Roseanne Barr Apologizes For Calling George Soros A Nazi

In May, the actress recycled a popular right-wing conspiracy theory about the liberal billionaire.
Actress Roseanne Barr arrives at the Golden Globe Awards on Jan. 7.
Mario Anzuoni / Reuters
Actress Roseanne Barr arrives at the Golden Globe Awards on Jan. 7.

Roseanne Barr apologized Monday for calling billionaire George Soros a Nazi in late May.

“His family was persecuted by The Nazis & survived The Holocaust only because of the strength & resourcefulness of his father,” she tweeted. 

Barr recycled a popular right-wing conspiracy theory about Soros ― namely that the 87-year-old Jewish Holocaust survivor was actually a Nazi sympathizer who helped send his coreligionists to the gas chambers ― last month in a series of offensive tweets

Barr also attacked former first daughter Chelsea Clinton and former Obama White House adviser Valerie Jarrett. Her racist comment about Jarrett ultimately led to ABC canceling Barr’s sitcom, “Roseanne,” and the actress apologized to Jarrett hours later. 

Barr’s comment about Soros, which was retweeted by Donald Trump Jr., played on long-standing conservative paranoia about the liberal billionaire.

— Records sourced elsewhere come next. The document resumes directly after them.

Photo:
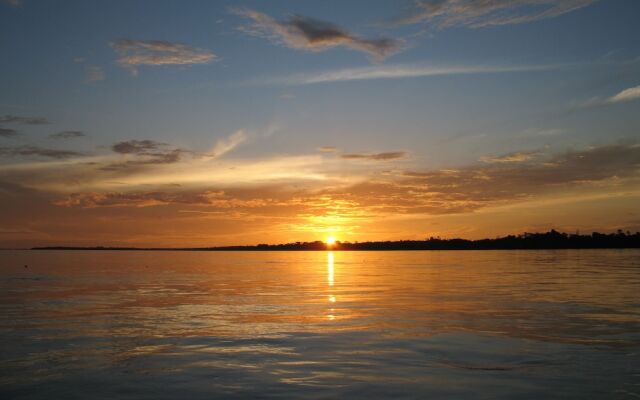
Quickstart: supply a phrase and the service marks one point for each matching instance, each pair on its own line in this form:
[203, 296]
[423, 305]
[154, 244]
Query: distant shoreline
[552, 240]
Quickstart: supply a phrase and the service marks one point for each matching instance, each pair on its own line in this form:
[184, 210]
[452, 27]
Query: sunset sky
[195, 123]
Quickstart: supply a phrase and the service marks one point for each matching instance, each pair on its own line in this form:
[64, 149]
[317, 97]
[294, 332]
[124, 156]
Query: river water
[439, 324]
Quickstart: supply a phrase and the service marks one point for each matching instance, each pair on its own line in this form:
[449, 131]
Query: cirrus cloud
[306, 33]
[443, 14]
[134, 53]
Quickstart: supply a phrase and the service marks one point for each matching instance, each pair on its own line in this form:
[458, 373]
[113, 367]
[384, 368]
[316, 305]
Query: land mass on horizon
[526, 241]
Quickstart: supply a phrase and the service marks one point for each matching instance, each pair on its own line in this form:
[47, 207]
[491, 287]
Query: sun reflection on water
[330, 281]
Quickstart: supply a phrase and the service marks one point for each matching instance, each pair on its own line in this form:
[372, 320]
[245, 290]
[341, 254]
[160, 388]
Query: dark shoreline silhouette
[527, 241]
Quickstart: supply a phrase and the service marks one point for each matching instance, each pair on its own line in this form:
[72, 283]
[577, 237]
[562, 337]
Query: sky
[200, 123]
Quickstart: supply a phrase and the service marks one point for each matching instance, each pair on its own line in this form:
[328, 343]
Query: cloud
[387, 156]
[398, 71]
[67, 135]
[224, 146]
[328, 149]
[14, 119]
[144, 153]
[133, 53]
[26, 151]
[93, 73]
[305, 33]
[441, 14]
[211, 198]
[6, 132]
[137, 146]
[516, 157]
[625, 95]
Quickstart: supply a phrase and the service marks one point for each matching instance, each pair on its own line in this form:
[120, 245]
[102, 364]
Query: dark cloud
[442, 14]
[5, 132]
[387, 156]
[133, 53]
[515, 157]
[14, 119]
[210, 198]
[67, 135]
[148, 152]
[137, 146]
[28, 151]
[310, 34]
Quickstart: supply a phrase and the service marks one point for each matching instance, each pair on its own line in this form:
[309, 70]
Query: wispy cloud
[397, 71]
[27, 151]
[511, 158]
[441, 14]
[306, 33]
[387, 156]
[134, 53]
[625, 95]
[67, 135]
[226, 145]
[328, 149]
[15, 119]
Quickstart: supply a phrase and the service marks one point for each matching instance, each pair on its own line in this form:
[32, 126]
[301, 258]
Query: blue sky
[428, 85]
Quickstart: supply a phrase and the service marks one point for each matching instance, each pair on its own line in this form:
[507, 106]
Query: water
[478, 325]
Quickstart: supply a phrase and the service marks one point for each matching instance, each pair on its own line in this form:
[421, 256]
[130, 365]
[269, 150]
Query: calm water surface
[190, 325]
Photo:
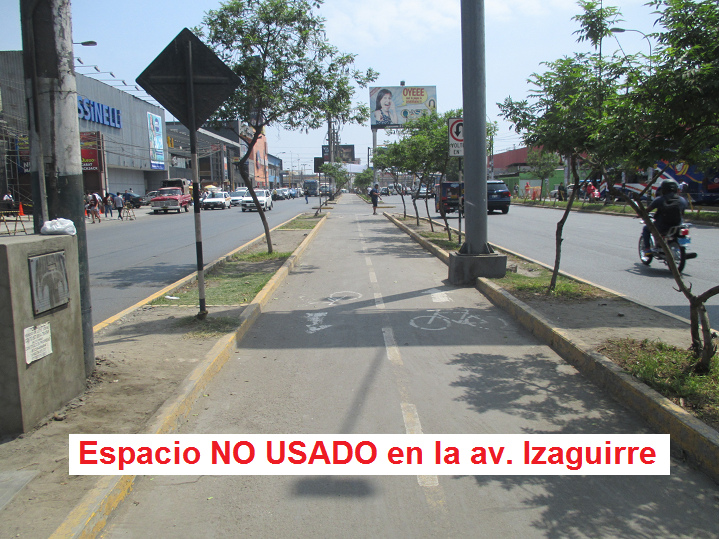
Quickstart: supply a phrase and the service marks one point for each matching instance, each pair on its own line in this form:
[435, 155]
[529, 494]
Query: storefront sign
[98, 113]
[89, 150]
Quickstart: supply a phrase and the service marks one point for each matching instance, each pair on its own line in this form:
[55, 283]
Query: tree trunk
[560, 224]
[266, 226]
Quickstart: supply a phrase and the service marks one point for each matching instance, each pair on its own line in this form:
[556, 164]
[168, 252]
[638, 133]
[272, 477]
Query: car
[216, 199]
[498, 196]
[132, 199]
[236, 196]
[263, 196]
[148, 197]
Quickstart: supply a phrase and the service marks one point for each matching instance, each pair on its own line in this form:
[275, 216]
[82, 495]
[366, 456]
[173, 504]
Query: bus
[311, 187]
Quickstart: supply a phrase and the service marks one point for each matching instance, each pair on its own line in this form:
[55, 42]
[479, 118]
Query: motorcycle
[677, 240]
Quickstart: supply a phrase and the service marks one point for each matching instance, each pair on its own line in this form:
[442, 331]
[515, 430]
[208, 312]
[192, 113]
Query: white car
[216, 199]
[263, 196]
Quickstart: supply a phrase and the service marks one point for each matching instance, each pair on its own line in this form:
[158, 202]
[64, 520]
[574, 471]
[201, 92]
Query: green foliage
[670, 371]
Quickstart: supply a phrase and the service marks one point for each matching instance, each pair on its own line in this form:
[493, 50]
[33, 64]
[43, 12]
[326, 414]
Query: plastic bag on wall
[59, 227]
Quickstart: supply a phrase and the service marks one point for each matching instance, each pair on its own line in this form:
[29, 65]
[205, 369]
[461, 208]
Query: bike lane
[365, 336]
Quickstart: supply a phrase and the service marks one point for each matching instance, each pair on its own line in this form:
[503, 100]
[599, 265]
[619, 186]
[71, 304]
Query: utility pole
[54, 132]
[476, 257]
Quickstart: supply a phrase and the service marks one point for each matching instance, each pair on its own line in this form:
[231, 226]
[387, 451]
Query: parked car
[236, 197]
[132, 199]
[216, 199]
[148, 197]
[498, 196]
[171, 198]
[263, 196]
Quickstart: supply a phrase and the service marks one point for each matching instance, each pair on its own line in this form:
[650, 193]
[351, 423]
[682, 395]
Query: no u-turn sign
[456, 137]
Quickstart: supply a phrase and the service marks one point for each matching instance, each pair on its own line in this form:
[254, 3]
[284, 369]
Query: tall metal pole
[195, 185]
[475, 127]
[55, 133]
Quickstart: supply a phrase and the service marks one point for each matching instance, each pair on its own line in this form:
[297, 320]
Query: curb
[698, 442]
[91, 514]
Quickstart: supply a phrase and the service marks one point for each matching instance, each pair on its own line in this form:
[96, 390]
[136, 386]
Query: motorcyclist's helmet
[668, 186]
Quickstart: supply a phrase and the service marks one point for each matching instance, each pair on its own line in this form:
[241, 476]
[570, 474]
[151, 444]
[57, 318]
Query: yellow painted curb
[90, 515]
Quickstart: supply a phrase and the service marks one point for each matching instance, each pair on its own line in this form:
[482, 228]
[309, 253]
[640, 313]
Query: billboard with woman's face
[393, 106]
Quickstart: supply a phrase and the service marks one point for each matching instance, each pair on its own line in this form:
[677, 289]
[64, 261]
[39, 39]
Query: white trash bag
[59, 226]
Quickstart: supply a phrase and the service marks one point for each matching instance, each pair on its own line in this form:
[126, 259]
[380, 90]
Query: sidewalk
[319, 361]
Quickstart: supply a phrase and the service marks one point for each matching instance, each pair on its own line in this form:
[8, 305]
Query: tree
[562, 118]
[290, 75]
[389, 159]
[542, 164]
[633, 117]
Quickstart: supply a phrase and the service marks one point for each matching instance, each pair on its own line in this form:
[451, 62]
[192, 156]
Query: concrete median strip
[698, 442]
[90, 515]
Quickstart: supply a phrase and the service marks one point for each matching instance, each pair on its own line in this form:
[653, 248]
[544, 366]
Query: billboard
[345, 152]
[393, 106]
[157, 147]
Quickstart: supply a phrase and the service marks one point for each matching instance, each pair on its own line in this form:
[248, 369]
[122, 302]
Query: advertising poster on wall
[90, 150]
[393, 106]
[157, 148]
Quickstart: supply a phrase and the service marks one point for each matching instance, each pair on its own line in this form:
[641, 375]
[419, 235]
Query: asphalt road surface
[132, 260]
[603, 250]
[351, 343]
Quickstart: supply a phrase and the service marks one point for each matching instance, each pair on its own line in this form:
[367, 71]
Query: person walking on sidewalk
[374, 195]
[107, 203]
[119, 203]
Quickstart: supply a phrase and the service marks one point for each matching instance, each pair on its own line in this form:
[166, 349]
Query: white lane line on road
[391, 344]
[413, 426]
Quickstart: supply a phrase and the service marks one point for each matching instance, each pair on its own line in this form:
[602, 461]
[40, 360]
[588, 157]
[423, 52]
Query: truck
[174, 195]
[698, 187]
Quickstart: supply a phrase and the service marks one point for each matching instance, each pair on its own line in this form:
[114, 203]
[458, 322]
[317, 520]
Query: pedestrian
[119, 204]
[94, 203]
[374, 195]
[108, 203]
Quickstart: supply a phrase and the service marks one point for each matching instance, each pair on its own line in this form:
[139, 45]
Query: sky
[416, 41]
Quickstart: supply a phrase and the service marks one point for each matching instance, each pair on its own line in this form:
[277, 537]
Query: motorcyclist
[669, 208]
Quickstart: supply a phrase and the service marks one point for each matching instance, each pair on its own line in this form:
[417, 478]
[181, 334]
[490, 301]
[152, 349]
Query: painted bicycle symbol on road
[316, 320]
[339, 297]
[439, 322]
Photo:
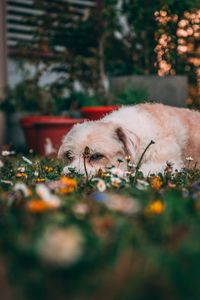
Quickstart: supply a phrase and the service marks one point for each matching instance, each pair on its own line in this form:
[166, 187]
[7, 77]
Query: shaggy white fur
[128, 131]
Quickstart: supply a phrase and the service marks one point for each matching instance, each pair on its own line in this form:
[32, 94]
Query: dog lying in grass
[127, 132]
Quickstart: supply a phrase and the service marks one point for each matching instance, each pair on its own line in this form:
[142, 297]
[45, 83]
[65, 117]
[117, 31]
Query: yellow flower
[157, 207]
[38, 206]
[67, 186]
[68, 181]
[48, 169]
[21, 175]
[38, 180]
[156, 182]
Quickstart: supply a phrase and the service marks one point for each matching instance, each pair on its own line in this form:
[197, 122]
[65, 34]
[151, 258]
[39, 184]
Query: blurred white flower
[9, 182]
[5, 153]
[61, 246]
[81, 208]
[117, 172]
[189, 158]
[48, 147]
[142, 185]
[115, 181]
[122, 204]
[101, 185]
[28, 161]
[36, 173]
[46, 195]
[20, 186]
[21, 169]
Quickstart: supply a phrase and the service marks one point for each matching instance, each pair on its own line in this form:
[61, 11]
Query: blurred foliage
[131, 96]
[114, 38]
[147, 253]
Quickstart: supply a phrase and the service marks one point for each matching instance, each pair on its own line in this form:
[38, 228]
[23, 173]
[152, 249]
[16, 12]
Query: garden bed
[109, 237]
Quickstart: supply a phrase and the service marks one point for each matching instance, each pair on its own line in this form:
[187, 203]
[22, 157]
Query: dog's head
[106, 144]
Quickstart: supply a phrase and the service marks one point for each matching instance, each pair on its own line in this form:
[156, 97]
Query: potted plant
[39, 115]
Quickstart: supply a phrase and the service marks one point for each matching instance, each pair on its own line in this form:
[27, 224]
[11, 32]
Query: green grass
[138, 239]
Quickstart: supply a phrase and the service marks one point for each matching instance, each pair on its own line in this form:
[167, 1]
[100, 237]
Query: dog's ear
[129, 140]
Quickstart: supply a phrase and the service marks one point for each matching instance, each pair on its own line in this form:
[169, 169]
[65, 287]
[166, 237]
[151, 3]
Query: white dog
[127, 132]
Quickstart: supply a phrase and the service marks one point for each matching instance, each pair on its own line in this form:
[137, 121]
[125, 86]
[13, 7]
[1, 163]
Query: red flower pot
[40, 130]
[97, 112]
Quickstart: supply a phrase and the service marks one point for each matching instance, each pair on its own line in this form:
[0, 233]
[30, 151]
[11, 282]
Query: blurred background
[57, 57]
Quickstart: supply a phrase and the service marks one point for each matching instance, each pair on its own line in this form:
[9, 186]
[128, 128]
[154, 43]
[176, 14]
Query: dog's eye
[68, 155]
[96, 156]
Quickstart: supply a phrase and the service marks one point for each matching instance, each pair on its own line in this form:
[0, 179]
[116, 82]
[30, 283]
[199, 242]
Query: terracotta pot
[97, 112]
[41, 132]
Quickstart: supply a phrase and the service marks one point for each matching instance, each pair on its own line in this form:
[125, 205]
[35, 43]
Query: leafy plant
[131, 96]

Soros was 14 years old in 1945 and hid his Jewish identity to escape Nazi persecution in Hungary.

In his biography written by Michael T. Kaufman, Soros describes assuming a Christian name to hide in plain sight during the German occupation of Hungary. He also recalls once accompanying a Christian government official to take an inventory at the mansion of a Jew who had fled the country.

When asked about the experience during a 1998 interview with “60 Minutes,” Soros said he didn’t feel particularly guilty about the incident because he was there as a “spectator.”

“You went and helped in the confiscation of property from the Jews,” asked host Steve Kroft. “Was it difficult?”

“Not at all,” Soros responded. “Maybe as a child you don’t ... see the connection.”

Kaufman, however, noted in Soros’ biography that the financier spent years in therapy “dealing with the impact that his temporary, necessary, and pragmatic denial of Jewishness at the age of fourteen had had on the development of his personality.”